The aldosterone sensitivity, sodium appetite-associated activation and input/output connections of the HSD2 neurones suggest that they play a role in driving sodium appetite. If so, this group of cells could represent an attractive target for pharmacotherapy, especially given the increased blood–brain barrier permeability within this subregion of the NTS (Gross et al. 1990; Broadwell & Sofroniew, 1993). However, these provocative associations do not establish functional involvement, and a causal role for HSD2 neurones in the stimulation of sodium appetite remains to be tested.
Sodium detection: gustatory pathways. Taste is necessary for the behavioural expression of sodium appetite. Sodium-deficient rats cannot discriminate saline from other solutions when they are infused directly into the stomach (Smith et al. 1968; Mook, 1969; reviewed by Daniels & Fluharty, 2004), or when they include a drug that blocks gustatory sodium channels (Bernstein & Hennessy, 1987; McCutcheon, 1991; Roitman & Bernstein, 1999).
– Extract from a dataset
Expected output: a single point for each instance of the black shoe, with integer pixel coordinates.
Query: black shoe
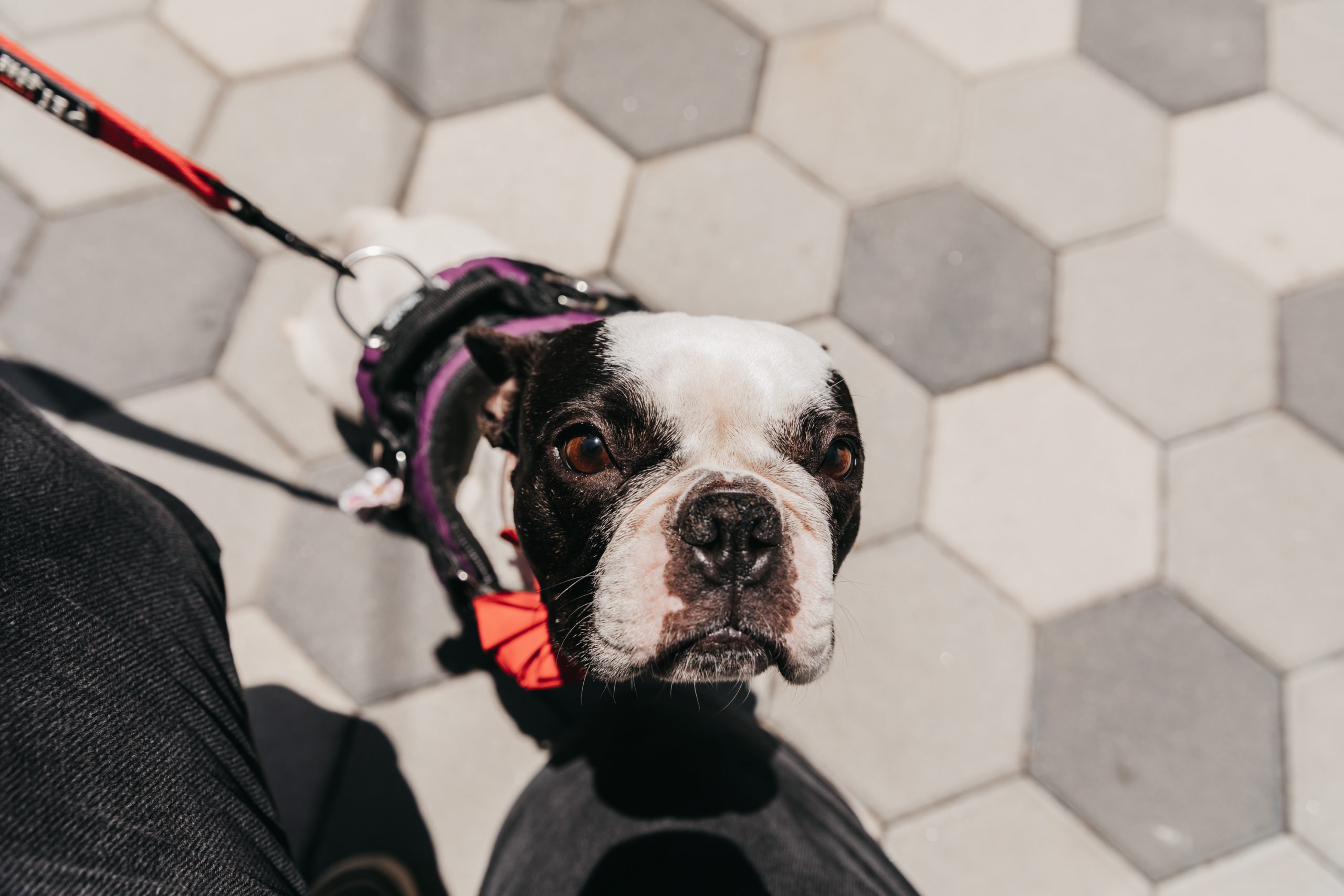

While the precise molecular mechanisms for sodium detection and transduction within the taste buds remain unclear (Chandrashekar et al. 2006), the ascending axonal pathways that convey gustatory input through the brainstem and into the forebrain have been mapped in many neuroanatomy, electrophysiology and lesion studies (Travers et al. 1987). First, information from taste buds located in the tongue and oropharynx is collected by peripheral gustatory nerves (branches of cranial nerves VII, IX and X). While this information is carried by multiple nerves, the main contributor is the chorda tympani branch of cranial nerve VII, which innervates the anterior two-thirds of the tongue and contains the largest complement of sodium-sensitive fibres (Frankmann et al. 1996; Roitman et al. 1999; Blonde et al. 2006). As indicated in Fig. 10, these nerves directly innervate neurones in the rostral one-third of the lateral NTS (distant from the caudal-medial visceroceptive region of the NTS, containing HSD2 neurones below the AP).